A 40-year-old man has been charged with trafficking cocaine at a music festival in Melbourne, among others who caught the attention of Victoria Police over the weekend.
The Keilor Park man has been released pending summons while 29 others have been arrested and fined after sniffer dogs found them in the crowd of about 18,000 at the Listen Out festival in St Kilda on Saturday.
Another five males, aged 12 to 17, were arrested after an assault on Flinders Street while police officers visited more than 22 pubs and clubs as part of operations to patrol the city.
On Friday, Victoria Police warned there would be a “highly visible presence” at the festival following a number of run-ins in 2017.
Last year, the Passive Alert Detection dog operation saw 19 people receive drug diversions and three people receive a cannabis caution, police said in a statement.
Calls for pill testing in NSW following two deaths
There have been calls for drug reform in NSW following two deaths from a suspected drug overdose following a Sydney music festival earlier this month.

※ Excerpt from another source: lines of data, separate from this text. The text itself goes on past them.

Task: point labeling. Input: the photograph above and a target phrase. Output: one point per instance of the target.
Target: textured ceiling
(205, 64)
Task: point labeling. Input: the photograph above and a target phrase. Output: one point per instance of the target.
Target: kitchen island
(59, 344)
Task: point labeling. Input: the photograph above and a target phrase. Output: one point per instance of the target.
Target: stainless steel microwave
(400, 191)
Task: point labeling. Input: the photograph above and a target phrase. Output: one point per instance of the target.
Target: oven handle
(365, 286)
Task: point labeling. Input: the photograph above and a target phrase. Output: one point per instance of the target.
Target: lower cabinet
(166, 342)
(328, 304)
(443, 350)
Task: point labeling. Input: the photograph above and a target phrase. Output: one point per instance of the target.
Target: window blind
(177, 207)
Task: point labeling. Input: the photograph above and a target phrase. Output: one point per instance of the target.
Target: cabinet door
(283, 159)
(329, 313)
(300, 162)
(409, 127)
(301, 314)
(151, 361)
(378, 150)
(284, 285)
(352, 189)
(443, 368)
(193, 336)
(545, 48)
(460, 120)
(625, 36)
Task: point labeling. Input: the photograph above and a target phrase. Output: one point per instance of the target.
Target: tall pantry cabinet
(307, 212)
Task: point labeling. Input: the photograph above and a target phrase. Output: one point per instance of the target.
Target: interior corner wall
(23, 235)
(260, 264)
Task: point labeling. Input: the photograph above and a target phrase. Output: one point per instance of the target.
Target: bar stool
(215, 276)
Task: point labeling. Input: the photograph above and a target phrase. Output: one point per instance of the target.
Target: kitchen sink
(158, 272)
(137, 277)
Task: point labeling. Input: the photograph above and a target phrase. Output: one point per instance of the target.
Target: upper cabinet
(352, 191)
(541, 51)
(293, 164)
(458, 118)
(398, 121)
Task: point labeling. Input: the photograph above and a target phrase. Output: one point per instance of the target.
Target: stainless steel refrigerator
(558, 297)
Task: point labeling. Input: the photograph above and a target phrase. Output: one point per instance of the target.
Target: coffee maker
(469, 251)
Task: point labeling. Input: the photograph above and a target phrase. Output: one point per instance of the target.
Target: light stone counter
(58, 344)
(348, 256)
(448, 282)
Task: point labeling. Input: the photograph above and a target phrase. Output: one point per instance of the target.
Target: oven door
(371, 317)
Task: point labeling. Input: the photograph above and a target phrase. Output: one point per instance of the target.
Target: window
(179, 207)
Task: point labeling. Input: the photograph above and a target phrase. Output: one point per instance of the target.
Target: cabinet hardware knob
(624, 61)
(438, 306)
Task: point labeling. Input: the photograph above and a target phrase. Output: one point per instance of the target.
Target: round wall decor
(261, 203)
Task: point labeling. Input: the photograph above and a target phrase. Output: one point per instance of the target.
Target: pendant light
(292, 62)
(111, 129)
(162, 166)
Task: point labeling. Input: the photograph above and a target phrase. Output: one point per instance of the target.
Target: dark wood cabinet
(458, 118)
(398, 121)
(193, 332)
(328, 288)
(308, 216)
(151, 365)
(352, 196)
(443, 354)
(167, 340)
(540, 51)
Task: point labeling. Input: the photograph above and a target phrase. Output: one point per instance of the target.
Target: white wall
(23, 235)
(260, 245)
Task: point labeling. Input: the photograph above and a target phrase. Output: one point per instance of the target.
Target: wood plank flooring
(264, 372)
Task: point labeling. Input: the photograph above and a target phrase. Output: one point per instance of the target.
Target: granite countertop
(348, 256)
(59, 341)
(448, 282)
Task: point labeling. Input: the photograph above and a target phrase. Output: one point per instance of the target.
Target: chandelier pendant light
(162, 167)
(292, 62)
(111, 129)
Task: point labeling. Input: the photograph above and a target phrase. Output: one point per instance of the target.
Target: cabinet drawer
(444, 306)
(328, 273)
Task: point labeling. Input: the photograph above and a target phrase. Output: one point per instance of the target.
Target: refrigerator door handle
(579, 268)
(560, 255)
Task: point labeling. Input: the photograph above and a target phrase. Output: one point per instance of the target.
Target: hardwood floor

Joseph Pham, 23, from Edensor Park in Sydney’s west, did not recover after a suspected drug overdose at the Defqon.1 festival while 21-year-old unnamed Melbourne woman also died.
Greens Senator Richard di Natale said the deaths were “entirely preventable” and added NSW Premier Gladys Berejiklian needed to be “held accountable”.
“I’m absolutely aghast at what’s occurred. I don’t want any family to go through the tragedy that some families are waking up to this morning,” Ms Berejiklian said the day after the festival.
Acting Assistant Commissioner Allan Sicard said 180 police were at the event and had worked with organisers to try to keep revellers safe.
“What we can’t do is be in people’s heads, be in people’s decision-making processes when they decide to take illicit drugs,” he told reporters.
Greens MP David Shoebridge said the police presence at the festival was aggressive and called for festivals to introduce pill-testing, amnesty bins and other harm-minimisation measures.
“We can’t keep repeating past mistakes,” he told AAP.